[PATCH 12/17] ttm: add objcg pointer to bo and tt

Tue Jul 1 22:11:10 UTC 2025

On Tue, Jul 1, 2025 at 6:16 PM Christian König <christian.koenig at amd.com> wrote:
>
> On 01.07.25 10:06, David Airlie wrote:
> > On Tue, Jul 1, 2025 at 5:22 PM Christian König <christian.koenig at amd.com> wrote:
> >>>>> diff --git a/include/drm/ttm/ttm_tt.h b/include/drm/ttm/ttm_tt.h
> >>>>> index 15d4019685f6..c13fea4c2915 100644
> >>>>> --- a/include/drm/ttm/ttm_tt.h
> >>>>> +++ b/include/drm/ttm/ttm_tt.h
> >>>>> @@ -126,6 +126,8 @@ struct ttm_tt {
> >>>>>       enum ttm_caching caching;
> >>>>>       /** @restore: Partial restoration from backup state. TTM private */
> >>>>>       struct ttm_pool_tt_restore *restore;
> >>>>> +     /** @objcg: Object cgroup for this TT allocation */
> >>>>> +     struct obj_cgroup *objcg;
> >>>>>  };
> >>>>
> >>>> We should probably keep that out of the pool and account the memory to the BO instead.
> >>>>
> >>>
> >>> I tried that like 2-3 patch posting iterations ago, you suggested it
> >>> then, it didn't work. It has to be done at the pool level, I think it
> >>> was due to swap handling.
> >>
> >> When you do it at the pool level the swap/shrink handling is broken as well, just not for amdgpu.
> >>
> >> See xe_bo_shrink() and drivers/gpu/drm/xe/xe_shrinker.c on how XE does it.
> >
> > I've read all of that, but I don't think it needs changing yet, though
> > I do think I probably need to do a bit more work on the ttm
> > backup/restore paths to account things, but again we suffer from the
> > what happens if your cgroup runs out of space on a restore path,
> > similiar to eviction.
>
> My thinking was rather that because of this we do it at the resource level and keep memory accounted to whoever allocated it even if it's backed up or swapped out.
>
> > Blocking the problems we can solve now on the problems we've no idea
> > how to solve means nobody gets experience with solving anything.
>
> Well that's exactly the reason why I'm suggesting this. Ignoring swapping/backup for now seems to make things much easier.

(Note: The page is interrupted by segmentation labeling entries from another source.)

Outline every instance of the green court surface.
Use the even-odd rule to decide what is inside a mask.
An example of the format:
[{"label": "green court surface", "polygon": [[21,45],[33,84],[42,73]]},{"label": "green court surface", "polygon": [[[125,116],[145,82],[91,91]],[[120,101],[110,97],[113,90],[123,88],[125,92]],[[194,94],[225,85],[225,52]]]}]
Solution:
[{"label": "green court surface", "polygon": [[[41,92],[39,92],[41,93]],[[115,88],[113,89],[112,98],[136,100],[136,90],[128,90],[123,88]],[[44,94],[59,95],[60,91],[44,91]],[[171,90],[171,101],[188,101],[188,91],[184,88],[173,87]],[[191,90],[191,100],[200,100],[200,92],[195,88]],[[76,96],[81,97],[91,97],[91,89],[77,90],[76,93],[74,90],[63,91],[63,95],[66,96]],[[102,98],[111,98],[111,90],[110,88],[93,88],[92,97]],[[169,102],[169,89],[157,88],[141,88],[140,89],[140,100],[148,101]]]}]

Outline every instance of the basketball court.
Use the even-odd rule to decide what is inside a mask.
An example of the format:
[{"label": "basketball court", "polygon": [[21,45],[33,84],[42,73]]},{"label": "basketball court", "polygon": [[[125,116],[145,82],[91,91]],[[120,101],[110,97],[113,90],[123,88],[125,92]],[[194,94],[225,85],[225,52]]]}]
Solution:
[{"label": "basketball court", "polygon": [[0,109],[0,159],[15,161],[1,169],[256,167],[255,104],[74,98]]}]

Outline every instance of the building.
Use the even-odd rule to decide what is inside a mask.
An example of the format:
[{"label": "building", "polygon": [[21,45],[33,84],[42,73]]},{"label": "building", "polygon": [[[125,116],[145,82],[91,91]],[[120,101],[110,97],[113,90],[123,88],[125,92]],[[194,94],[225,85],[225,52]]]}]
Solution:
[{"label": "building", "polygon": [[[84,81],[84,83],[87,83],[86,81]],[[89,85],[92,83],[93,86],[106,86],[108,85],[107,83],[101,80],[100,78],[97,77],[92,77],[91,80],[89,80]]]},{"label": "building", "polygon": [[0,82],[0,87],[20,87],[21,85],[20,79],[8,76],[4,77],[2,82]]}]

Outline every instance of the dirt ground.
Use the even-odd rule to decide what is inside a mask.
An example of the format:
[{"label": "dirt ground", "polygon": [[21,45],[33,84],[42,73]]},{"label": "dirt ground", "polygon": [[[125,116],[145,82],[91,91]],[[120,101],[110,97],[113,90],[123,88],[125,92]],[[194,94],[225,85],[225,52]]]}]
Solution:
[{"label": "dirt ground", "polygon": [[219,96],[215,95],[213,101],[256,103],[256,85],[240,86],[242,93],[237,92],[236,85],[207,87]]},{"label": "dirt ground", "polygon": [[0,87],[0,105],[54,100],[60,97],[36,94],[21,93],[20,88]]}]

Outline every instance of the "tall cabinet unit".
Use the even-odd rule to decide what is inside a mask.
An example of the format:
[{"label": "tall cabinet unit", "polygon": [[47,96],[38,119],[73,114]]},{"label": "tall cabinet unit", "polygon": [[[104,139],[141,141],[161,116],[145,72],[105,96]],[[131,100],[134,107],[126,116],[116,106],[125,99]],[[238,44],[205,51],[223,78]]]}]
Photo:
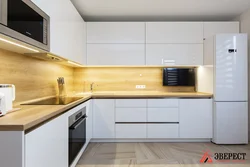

It makes it easier now, but when we have to solve swapping, step one
will be moving all this code around to what I have now, and starting
from there.

This just raises the bar to solving the next problem.

We need to find incremental approaches to getting all the pieces of
the puzzle solved, or else we will still be here in 10 years.

The steps I've formulated (none of them are perfect, but they all seem
better than status quo)

1. add global counters for pages - now we can at least see things in
vmstat and per-node
2. add numa to the pool lru - we can remove our own numa code and
align with core kernel - probably doesn't help anything
3. add memcg awareness to the pool and pool shrinker.
    if you are on a APU with no swap configured - you have a lot better time.
    if you are on a dGPU or APU with swap - you have a moderately
better time, but I can't see you having a worse time.
4. look into tt level swapping and seeing how to integrate that lru
with numa/memcg awareness
    in theory we can do better than allocated_pages tracking, (I'd
like to burn that down, since it seems at odds with memcg)
5. look into xe swapping and see if we can integrate that numa/memcg better.

So the question I really want answered when I'm submitting patches
isn't, what does this not fix or not make better, but what does this
actively make worse than the status quo and is it heading in a
consistent direction to solve the problem.

Accounting at the resource level makes stuff better, but I don't
believe after implementing it that it is consistent with solving the
overall problem.

Dave.